Vision Credit Education, Inc.

Your Nonprofit Credit Counseling Organization

Debt Management Plan (DMP)

Definition

A debt management plan (DMP) is a debt repayment schedule that follows creditor guidelines and is tailored to a debtor’s own unique situation in order to help them avoid default, repay their debt and restore their credit rating.

Analysis

A DMP may be developed by a credit counselor as a possible solution for a debtor facing substantial financial difficulty. Most DMP candidates have some of the following characteristics:

  • multiple unsecured debts
  • living paycheck-to-paycheck
  • lack substantial savings for emergency fund
  • high credit utilization rate
  • danger of late payments

A debtor who qualifies for benefits may enroll in a debt management program through a credit counseling organization. The agency will administer their debt management plan and apply for benefits on their behalf.

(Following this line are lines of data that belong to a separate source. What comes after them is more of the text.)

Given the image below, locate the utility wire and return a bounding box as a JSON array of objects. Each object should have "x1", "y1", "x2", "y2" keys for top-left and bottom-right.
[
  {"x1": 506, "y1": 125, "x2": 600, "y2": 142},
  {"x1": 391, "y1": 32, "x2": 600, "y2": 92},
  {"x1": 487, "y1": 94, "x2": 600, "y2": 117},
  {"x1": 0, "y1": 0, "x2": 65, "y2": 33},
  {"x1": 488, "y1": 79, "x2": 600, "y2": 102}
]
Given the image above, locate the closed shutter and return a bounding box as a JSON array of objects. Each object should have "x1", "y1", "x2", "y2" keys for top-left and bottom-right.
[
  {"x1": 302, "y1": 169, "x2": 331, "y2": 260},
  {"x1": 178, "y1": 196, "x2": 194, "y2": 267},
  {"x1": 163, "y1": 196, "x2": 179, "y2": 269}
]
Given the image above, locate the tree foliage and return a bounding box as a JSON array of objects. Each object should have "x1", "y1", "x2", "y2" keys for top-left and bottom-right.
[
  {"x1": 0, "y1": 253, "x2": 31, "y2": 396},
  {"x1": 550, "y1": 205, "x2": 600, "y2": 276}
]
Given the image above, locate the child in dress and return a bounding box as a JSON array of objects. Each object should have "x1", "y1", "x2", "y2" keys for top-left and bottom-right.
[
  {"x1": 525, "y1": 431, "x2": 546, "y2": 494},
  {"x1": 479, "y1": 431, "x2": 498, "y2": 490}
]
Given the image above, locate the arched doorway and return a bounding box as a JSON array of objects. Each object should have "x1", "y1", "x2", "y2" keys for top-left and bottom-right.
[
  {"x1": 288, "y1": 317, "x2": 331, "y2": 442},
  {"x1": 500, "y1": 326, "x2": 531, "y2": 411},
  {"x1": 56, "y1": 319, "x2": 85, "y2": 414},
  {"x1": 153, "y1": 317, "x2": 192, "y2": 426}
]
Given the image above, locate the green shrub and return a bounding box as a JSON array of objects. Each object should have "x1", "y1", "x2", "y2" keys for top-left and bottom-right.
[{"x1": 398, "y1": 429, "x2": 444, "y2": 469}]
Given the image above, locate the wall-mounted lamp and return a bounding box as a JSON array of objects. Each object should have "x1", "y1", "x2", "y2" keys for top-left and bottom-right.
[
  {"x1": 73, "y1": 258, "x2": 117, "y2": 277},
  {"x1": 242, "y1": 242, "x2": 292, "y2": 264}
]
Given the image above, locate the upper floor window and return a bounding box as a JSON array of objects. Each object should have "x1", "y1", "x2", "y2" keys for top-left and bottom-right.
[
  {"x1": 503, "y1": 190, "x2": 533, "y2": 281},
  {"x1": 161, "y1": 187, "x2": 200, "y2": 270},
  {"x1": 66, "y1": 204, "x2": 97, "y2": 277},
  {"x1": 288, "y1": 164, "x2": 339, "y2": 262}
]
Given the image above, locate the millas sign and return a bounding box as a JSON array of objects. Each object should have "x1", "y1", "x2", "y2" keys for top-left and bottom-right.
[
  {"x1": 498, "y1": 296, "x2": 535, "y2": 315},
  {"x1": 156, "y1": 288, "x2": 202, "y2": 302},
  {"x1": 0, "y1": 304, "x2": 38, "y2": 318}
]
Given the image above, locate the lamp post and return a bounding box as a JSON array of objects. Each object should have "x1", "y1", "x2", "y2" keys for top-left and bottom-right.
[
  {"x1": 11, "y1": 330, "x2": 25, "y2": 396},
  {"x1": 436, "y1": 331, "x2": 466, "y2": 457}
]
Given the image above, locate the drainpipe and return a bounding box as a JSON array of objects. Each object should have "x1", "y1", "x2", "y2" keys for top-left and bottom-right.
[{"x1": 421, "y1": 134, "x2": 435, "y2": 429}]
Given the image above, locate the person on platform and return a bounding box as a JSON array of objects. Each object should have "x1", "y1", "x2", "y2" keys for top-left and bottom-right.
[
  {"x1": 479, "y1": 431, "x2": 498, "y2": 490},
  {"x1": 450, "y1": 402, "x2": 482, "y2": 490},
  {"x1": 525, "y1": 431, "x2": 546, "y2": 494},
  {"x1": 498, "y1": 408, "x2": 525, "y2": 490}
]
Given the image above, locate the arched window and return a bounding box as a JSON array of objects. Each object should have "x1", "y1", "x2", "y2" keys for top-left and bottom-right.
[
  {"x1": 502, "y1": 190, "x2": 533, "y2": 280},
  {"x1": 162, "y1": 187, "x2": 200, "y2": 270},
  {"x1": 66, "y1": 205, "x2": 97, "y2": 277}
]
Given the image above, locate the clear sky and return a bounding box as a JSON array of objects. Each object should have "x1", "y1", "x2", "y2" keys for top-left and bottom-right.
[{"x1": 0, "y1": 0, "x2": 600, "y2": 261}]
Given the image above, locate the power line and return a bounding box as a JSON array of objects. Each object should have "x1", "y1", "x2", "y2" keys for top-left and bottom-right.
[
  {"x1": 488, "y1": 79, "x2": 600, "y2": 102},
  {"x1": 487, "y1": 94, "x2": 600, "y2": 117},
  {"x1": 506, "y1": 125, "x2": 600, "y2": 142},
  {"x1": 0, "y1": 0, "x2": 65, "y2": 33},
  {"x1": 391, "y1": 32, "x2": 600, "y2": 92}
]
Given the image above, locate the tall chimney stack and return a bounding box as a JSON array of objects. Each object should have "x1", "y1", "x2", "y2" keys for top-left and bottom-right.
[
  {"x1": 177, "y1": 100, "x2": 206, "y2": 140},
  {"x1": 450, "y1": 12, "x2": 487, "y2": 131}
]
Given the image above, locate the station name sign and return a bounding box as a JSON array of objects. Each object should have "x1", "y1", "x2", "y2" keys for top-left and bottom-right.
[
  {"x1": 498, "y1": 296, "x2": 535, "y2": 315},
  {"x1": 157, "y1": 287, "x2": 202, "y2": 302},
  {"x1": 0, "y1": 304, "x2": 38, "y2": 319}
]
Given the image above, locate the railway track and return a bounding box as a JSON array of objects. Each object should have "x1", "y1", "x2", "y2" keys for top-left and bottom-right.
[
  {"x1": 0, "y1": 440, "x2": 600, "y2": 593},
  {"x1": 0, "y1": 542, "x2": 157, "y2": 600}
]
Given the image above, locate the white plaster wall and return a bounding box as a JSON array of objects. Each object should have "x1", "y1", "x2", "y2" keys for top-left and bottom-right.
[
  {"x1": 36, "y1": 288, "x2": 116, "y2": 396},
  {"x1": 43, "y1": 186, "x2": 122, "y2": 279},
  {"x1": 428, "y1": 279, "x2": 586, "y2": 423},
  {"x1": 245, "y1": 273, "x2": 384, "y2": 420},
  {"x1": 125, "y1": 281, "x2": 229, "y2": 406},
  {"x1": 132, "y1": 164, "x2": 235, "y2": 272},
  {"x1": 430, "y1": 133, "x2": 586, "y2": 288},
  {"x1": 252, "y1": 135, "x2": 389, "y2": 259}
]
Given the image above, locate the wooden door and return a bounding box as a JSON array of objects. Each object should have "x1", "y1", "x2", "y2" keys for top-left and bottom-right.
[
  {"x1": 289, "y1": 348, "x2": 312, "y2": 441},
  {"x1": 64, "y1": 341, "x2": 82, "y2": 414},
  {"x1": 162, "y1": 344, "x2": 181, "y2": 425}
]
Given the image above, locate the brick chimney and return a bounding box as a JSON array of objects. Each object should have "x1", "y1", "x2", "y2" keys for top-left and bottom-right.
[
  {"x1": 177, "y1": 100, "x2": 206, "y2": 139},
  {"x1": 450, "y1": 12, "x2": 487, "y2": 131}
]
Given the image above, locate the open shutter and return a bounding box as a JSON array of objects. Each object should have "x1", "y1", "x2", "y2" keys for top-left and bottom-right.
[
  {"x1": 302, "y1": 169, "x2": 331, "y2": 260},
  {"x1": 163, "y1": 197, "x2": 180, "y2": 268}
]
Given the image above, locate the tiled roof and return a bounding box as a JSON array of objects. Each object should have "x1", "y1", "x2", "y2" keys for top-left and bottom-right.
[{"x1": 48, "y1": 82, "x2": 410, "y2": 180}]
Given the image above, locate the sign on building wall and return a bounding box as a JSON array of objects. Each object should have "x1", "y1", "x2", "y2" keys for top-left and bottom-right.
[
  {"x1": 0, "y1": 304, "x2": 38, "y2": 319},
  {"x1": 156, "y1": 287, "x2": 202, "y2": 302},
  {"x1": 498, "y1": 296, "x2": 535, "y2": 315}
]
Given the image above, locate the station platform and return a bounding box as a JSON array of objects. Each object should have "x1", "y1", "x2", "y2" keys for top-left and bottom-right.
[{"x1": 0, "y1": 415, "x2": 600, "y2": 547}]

Benefits can include lower interest rates, a lower consolidated payment, waiver of certain fees and an automatic monthly payment. These benefits are negotiated by the organization and are used to provide a good faith estimate of repayment totals when the DMP is created. Details of the DMP, including the benefits requested, debt totals, repayment scheduleĀ and personal budget are included on a proposal that is submitted to each creditor included in the plan.

Most DMPs are structured to repay debt within a 3 to 5 year period. A consumer whose financial situation improves early is encouraged to accelerate payments so that they repay debt sooner and save on interest. A consumer that drops out of a DMP normally loses the benefits that were granted through the debt management program.

A DMP is designed for and is highly effective in the repayment of unsecured debt accounts. Credit cards and other revolving accounts can often be repaid at improved terms onĀ a DMP. Secured debts are not eligible for a DMP, and should be left off. Accounts assigned to a collection agency may be included in a DMP, but they do not normally receive the quality of benefits often provided by original creditors.